Prendiamo le regionali liguri. La manifestazione del 18 luglio a Genova per chiedere le dimissioni del presidente Toti è andata bene – ma lì non c’erano i centristi – l’ex ministro Andrea Orlando sta scaldando i muscoli per partire da candidato presidente, su lui c’è il sì di tutta la coalizione. Ma la Liguria è Genova-centrica, e a Genova Italia viva è in giunta con il sindaco Bucci. E come si fa a metterla insieme agli arcinemici del «sistema Toti-Bucci»?
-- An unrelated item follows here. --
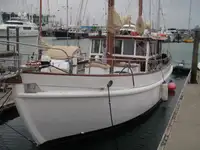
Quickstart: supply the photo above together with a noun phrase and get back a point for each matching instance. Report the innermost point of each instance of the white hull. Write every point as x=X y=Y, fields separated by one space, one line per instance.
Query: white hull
x=22 y=33
x=52 y=115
In questi giorni in città si segnala l’attivismo di Raffaella Paita, coordinatrice del partito renziano. Ma l’ala sinistra della coalizione chiede che il partito dell’ex premier lasci il sindaco al suo destino. Altrimenti le sue restano solo parole. Come del resto è già successo in Basilicata. Il Consiglio regionale ha mancato l’obiettivo di schierarsi per il referendum sull’autonomia per tre voti: due voti calendiani e uno renziano. Che stanno in coalizione con la destra.

Per fare un tavolo

L’altra sera su La7 la rossoverde Elisabetta Piccolotti ha chiarito che al momento «non c’è alcuna discussione, non c’è un tavolo di coalizione, Renzi ha fatto dichiarazioni unilaterali, ha detto: “Voglio entrare nel centrosinistra”, ma non basta dire che vuoi venire a sinistra e tutto è risolto. Se Renzi vuol battersi per il salario minimo può farlo si deve battere anche per l’abolizione del Jobs act, che è un altro dei referendum su cui stiamo lavorando comunemente».

Schlein ascolta, registra le questioni nel suo taccuino mentale, sapendo che sta a lei trovare la quadra. Come sulla politica estera, che separa ancora senza rimedio il Pd dal M5s. Deve inventarsi qualcosa. Sulla carta insomma la coalizione c’è, ora sta a lei metterla «a terra».

Gli alleati hanno visto l’abbraccio della segretaria con Renzi alla partita dell’Aquila, ma non sono stati persuasi, anche perché è chiaro a tutti che per Renzi il ritorno del centrosinistra è l’ultima spiaggia della sopravvivenza politica. Fratoianni lo dice così: «La politica non è una partita di calcio, e tanto meno di beneficienza». Conte all’Espresso lo dice più esplicito: «Se si tratta di iniziative benefiche, ci sono e sarò sempre disponibile. Ma la politica è un’altra cosa, va fatta seriamente», e gli elettori di Pd e M5s «non apprezzerebbero la presenza di Renzi e Calenda» in coalizione, anzi «Renzi gli elettori li fa scappare».